With professional racing closed down in Europe and club cyclists being advised against riding in large groups, the Zwift indoor training platform has seen a manic few weeks, according to spokesman Chris Snook.
Some of the best-known riders in professional road cycling have been making the most of the their unexpected spare time to lead out ‘virtual’ rides on Zwift’s fictionalised Watopia course as amateurs join in from their home-based exercise bikes.
“It’s providing a unique opportunity for cycling fans to not only ride alongside their heroes, but to ask questions,” Snook told Reuters.
“Guests have included (2018 Tour de France champion) Geraint Thomas, (German rider) Andre Greipel, (world champion) Annemiek van Vleuten and many more.”
Others who might normally prefer to head to the gym have decided it’s time to buy a Peloton exercise bike rather than risk going to group classes.
“It seemed like a good opportunity for me to make an investment so I could exercise inside of my house, enjoy that exercise, and save money in the long term,” said Amanda Clare from San Francisco.
Clare, 41, normally works out at Barry’s Bootcamp but decided to drop that as the spread of the coronavirus forced people to retreat to home.
“I spend about $500 a month on Barry’s, so while the Peloton was an investment – it was $2,450 – that will be made up if I just move to working out on my Peloton,” she added.
Clare is crossing her fingers that the bike will be delivered as planned next week despite the disruption.
Jenn McCarron, 40, from Los Angeles has also decided to trade up by getting a Peloton bike after subscribing to its online classes for eight months.
“What made me pull the trigger was quarantine and loss of control over my fitness routine, which 100% takes place outside of my apartment,” said McCarron.
“When the quarantine started happening last Friday, I started getting this low-level burn of urgency, like ‘wow, if we go in for two months I need that level of cardio,’ and not just that – the community and the connectivity around it,” she added.
Criminal defence lawyer Liza Rosado, 35, in San Juan, Puerto Rico is waiting for a Peloton bike that she ordered in the middle of last month.
“Now that I’m gonna be stuck at home, I really wish I had it here,” she told Reuters.
Still, Rosado is keeping things in perspective in light of the pandemic, which has led to a curfew across Puerto Rico and shuttered all nonessential businesses.
“I’m not going to be angry or mad about it – people are losing their jobs,” she says, adding, “my clients are in jail.

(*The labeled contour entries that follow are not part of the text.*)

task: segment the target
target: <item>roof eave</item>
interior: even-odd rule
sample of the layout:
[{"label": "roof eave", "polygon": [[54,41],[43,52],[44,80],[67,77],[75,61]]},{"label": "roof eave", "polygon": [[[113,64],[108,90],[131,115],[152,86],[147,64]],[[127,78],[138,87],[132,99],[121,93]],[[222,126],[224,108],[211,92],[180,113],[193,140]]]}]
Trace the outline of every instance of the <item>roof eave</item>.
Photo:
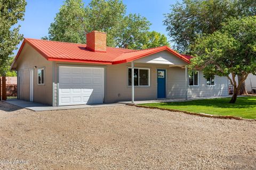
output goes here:
[{"label": "roof eave", "polygon": [[153,51],[148,52],[148,53],[144,53],[144,54],[142,54],[138,55],[137,56],[133,56],[133,57],[131,57],[131,58],[128,58],[128,59],[115,61],[115,62],[113,62],[113,64],[117,64],[130,62],[132,62],[133,61],[134,61],[134,60],[138,60],[138,59],[139,59],[139,58],[142,58],[142,57],[146,57],[146,56],[147,56],[148,55],[152,55],[153,54],[163,51],[164,50],[168,50],[169,52],[171,53],[173,55],[174,55],[176,56],[177,56],[177,57],[179,57],[180,58],[182,59],[182,60],[183,60],[186,62],[187,62],[189,64],[190,63],[189,60],[188,58],[187,58],[186,57],[182,56],[181,55],[175,51],[172,50],[172,49],[171,49],[169,47],[164,46],[161,47],[159,48],[156,48],[155,50],[154,50]]}]

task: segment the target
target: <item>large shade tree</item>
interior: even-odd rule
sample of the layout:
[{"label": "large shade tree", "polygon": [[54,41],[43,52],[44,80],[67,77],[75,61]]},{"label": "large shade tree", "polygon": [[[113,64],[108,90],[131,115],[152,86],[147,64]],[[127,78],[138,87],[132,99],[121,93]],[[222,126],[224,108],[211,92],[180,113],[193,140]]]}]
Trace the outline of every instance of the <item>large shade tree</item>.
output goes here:
[{"label": "large shade tree", "polygon": [[189,53],[198,35],[221,29],[228,19],[255,15],[255,0],[183,0],[171,6],[164,24],[175,49]]},{"label": "large shade tree", "polygon": [[92,0],[87,6],[82,0],[66,0],[51,24],[49,36],[42,38],[85,44],[86,35],[97,30],[107,33],[108,46],[142,49],[150,42],[146,37],[151,23],[139,14],[125,13],[121,0]]},{"label": "large shade tree", "polygon": [[164,35],[155,31],[147,32],[143,49],[163,46],[170,46],[167,37]]},{"label": "large shade tree", "polygon": [[0,1],[0,75],[6,75],[6,68],[23,36],[19,33],[18,21],[23,20],[26,2],[25,0]]},{"label": "large shade tree", "polygon": [[[228,20],[220,30],[196,39],[190,68],[201,69],[206,78],[227,76],[234,87],[230,103],[235,103],[248,74],[256,74],[255,37],[256,16]],[[240,77],[238,82],[236,76]]]}]

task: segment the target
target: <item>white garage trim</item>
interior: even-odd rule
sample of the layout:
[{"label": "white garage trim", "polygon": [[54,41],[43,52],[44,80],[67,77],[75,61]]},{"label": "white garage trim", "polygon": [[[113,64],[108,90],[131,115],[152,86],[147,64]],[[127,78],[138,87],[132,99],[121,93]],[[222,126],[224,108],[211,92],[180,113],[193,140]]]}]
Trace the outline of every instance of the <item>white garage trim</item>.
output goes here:
[{"label": "white garage trim", "polygon": [[89,65],[58,66],[58,105],[104,102],[105,68]]}]

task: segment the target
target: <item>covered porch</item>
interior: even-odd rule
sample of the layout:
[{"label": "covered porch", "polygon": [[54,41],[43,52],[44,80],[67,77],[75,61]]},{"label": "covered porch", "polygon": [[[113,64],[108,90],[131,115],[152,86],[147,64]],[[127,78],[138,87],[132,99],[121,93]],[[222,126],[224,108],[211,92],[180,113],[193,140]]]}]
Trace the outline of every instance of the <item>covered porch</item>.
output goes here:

We don’t know what’s going to happen. We know they are one of the populations that’s most at risk (from Covid-19).”
Back in Britain, the British Cycling Race Series, starting this week, features eight 30-minute races in which amateurs and elite riders, often those self-isolating, can compete against each other from the safety of their own living room.
“We’re in an entirely unique situation that means there’ll be no racing for a while, but it’s important that we try to find some sense of normality in all this,” said British Cycling’s women’s endurance coach Emma Trott.